Curves of the projective 3-space, tangent developables and partial spreads (Q1590256)

The authors are interested here in curves \(X\) of \(P(3,K)\) where \(K\) is an algebraic closed field of characteristic \(p \geq 0\) satisfying the following condition: (*) Tangent lines to \(X\) at distinct points are skew. In the case when \(K\) is the algebraic closure of \(GF(q)\), the above condition means that the tangent lines to \(X\) at \(GF(q)\)-rational points will form a (partial) spread of \(PG(3,q)\). Under suitable assumptions the authors prove that if the curve \(X\) satisfies the condition (*) then \(X\) must necessarily be a twisted cubic and they also find an infinite family of curves of \(PG(3,K)\) distinct from the twisted cubic, satisfying property (*). In order to do that, they characterize twisted cubic.
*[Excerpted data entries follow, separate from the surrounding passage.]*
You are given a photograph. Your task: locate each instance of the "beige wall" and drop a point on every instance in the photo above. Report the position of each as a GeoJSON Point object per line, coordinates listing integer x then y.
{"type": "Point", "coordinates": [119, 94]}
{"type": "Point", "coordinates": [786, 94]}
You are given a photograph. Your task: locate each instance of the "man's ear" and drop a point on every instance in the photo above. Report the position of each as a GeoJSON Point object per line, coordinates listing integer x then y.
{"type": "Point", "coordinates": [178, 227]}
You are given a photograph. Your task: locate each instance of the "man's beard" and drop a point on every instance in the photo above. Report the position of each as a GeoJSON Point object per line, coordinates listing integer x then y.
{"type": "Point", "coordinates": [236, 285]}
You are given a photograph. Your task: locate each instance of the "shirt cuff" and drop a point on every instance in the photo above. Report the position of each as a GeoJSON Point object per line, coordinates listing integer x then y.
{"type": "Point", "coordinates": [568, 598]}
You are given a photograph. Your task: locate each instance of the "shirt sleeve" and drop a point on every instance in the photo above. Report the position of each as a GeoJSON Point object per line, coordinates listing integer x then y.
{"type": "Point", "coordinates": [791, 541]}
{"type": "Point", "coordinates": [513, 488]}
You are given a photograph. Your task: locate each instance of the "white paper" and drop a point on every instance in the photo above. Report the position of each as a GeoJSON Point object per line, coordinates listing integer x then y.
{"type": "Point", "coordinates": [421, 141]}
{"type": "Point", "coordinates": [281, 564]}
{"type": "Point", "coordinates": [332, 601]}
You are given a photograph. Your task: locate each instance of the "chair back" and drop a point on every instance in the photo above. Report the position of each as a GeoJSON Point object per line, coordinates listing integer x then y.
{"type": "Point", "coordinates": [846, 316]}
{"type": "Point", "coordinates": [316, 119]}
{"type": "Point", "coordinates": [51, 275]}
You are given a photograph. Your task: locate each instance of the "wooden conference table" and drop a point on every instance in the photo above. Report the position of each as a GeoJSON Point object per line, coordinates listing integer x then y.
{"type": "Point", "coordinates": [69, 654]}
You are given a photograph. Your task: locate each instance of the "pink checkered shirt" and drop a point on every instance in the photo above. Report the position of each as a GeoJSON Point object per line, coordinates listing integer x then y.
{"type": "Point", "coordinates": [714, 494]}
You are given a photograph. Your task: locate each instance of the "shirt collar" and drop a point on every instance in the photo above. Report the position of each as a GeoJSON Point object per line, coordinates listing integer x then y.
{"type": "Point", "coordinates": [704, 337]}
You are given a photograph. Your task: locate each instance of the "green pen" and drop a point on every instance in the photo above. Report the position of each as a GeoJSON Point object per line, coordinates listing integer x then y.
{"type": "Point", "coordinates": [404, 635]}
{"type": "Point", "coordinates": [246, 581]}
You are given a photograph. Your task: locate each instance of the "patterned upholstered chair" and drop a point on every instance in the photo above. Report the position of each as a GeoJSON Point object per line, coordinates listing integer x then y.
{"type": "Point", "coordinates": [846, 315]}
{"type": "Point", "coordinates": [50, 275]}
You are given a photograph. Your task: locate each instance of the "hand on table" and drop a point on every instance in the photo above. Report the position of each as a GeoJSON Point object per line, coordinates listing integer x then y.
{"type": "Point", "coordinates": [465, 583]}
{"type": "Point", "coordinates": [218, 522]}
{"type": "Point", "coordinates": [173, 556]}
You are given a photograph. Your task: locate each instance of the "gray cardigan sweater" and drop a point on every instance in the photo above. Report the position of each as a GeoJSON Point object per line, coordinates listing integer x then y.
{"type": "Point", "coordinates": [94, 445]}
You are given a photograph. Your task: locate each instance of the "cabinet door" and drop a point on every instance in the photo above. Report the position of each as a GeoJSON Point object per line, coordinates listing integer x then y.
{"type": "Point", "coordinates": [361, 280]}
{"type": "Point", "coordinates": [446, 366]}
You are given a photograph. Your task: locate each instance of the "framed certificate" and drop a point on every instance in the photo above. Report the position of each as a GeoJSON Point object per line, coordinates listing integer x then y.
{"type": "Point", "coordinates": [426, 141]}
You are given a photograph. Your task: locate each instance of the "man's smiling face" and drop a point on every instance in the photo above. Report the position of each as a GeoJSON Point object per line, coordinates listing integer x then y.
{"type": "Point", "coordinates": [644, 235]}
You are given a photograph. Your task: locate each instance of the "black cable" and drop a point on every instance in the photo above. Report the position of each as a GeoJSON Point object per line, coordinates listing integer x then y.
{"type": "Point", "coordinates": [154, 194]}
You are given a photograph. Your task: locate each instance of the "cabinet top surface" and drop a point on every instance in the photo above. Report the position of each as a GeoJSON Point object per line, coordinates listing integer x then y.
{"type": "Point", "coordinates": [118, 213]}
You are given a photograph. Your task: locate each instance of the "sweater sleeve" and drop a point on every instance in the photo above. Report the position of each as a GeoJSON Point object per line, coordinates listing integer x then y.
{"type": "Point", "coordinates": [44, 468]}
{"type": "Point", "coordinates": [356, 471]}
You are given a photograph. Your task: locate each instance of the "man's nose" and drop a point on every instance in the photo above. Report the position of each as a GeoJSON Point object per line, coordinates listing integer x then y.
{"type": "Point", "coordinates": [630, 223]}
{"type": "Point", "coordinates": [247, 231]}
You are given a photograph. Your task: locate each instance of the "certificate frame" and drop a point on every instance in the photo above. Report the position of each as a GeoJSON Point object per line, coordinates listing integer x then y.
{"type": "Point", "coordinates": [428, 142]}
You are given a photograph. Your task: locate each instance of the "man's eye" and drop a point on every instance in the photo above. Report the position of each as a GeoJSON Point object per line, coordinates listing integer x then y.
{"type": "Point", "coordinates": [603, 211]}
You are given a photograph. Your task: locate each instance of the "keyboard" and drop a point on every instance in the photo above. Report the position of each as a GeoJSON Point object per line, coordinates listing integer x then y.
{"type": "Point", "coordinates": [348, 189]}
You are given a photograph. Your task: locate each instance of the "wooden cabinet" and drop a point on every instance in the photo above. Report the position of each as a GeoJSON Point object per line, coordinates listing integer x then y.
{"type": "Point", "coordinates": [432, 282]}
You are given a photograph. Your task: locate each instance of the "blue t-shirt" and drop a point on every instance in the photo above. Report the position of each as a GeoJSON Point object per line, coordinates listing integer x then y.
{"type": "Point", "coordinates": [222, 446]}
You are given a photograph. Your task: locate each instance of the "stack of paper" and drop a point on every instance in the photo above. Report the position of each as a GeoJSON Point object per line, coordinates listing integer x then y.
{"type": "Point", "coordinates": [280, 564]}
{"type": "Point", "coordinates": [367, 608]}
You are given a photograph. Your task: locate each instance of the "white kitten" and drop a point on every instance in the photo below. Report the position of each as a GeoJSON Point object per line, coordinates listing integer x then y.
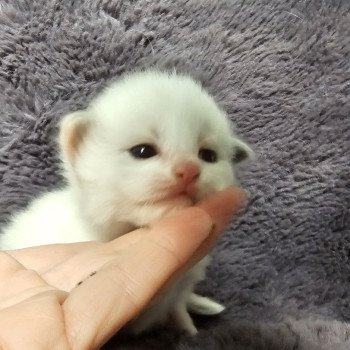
{"type": "Point", "coordinates": [149, 143]}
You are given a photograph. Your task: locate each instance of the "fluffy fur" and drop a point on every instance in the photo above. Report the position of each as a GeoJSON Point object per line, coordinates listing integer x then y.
{"type": "Point", "coordinates": [150, 143]}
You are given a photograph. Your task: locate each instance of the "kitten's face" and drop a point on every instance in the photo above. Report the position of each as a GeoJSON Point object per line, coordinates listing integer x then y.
{"type": "Point", "coordinates": [151, 144]}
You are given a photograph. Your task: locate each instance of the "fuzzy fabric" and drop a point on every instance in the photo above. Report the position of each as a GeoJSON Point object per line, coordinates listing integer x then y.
{"type": "Point", "coordinates": [281, 69]}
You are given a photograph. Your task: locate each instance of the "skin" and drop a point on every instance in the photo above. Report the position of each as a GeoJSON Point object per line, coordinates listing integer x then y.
{"type": "Point", "coordinates": [43, 305]}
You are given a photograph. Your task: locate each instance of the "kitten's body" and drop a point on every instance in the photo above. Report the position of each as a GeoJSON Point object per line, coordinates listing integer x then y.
{"type": "Point", "coordinates": [149, 144]}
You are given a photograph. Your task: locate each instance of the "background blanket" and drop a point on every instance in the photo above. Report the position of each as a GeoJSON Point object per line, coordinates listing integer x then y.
{"type": "Point", "coordinates": [281, 69]}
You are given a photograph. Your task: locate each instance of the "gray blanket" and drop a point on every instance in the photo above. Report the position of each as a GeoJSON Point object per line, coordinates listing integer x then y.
{"type": "Point", "coordinates": [281, 69]}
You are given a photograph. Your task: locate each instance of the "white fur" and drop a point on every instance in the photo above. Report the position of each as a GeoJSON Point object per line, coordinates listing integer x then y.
{"type": "Point", "coordinates": [110, 192]}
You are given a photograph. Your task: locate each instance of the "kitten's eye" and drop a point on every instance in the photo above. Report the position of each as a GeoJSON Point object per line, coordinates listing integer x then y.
{"type": "Point", "coordinates": [143, 151]}
{"type": "Point", "coordinates": [208, 155]}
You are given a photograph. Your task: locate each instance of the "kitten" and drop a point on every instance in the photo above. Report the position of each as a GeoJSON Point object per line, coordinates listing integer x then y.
{"type": "Point", "coordinates": [151, 142]}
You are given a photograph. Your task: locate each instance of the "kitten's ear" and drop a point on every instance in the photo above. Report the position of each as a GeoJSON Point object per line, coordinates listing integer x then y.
{"type": "Point", "coordinates": [241, 151]}
{"type": "Point", "coordinates": [73, 129]}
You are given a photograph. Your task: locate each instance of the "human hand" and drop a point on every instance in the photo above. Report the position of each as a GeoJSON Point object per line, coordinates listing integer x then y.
{"type": "Point", "coordinates": [41, 306]}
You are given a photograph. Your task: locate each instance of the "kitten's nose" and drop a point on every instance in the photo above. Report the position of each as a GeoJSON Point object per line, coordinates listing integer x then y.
{"type": "Point", "coordinates": [187, 172]}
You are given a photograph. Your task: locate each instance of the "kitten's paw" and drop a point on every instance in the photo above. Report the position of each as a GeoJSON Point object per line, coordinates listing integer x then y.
{"type": "Point", "coordinates": [183, 319]}
{"type": "Point", "coordinates": [204, 306]}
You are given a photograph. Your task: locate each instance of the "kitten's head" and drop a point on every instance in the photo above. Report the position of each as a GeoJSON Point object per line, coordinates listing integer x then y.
{"type": "Point", "coordinates": [148, 143]}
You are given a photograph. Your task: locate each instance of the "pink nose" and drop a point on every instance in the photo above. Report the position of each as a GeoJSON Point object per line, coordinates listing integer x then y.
{"type": "Point", "coordinates": [187, 172]}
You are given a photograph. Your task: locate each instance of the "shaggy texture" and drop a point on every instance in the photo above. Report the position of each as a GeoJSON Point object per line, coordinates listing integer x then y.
{"type": "Point", "coordinates": [281, 69]}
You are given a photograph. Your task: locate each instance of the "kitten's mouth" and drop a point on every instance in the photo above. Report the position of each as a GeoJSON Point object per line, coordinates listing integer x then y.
{"type": "Point", "coordinates": [180, 199]}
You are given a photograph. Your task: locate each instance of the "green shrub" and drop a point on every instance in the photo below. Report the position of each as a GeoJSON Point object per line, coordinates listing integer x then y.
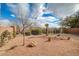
{"type": "Point", "coordinates": [5, 36]}
{"type": "Point", "coordinates": [36, 31]}
{"type": "Point", "coordinates": [14, 34]}
{"type": "Point", "coordinates": [27, 33]}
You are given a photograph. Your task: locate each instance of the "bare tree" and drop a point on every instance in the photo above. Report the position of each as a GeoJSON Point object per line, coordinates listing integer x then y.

More precisely, for a smooth degree \(d\) curve \(X\) such that for a general point \(P \in X\) there is no tangent line to \(X\) at a point \(Q\neq P\), with \(T_PX \cap T_QX \neq \empty\), they prove that \(X\equiv PG(1,K)\), and either \(d=3\) and \(X\) is a twisted cubic, or \(d=p^e+1\) and \(x\) is projectively equivalent to the rational curve \(D\) with the parametrization \[ (w_0,w_1)\mapsto (w_0^{p^e+1},w_0^{p^e}w_1,w_0w_1^{p^e},w_1^{p^e+1}). \] The authors also prove that two tangent lines to \(X\), where \(X\) is one of the above curves, are skew (if \(X\) is the curve \(D\), they also require \(p^e\geq 4\)).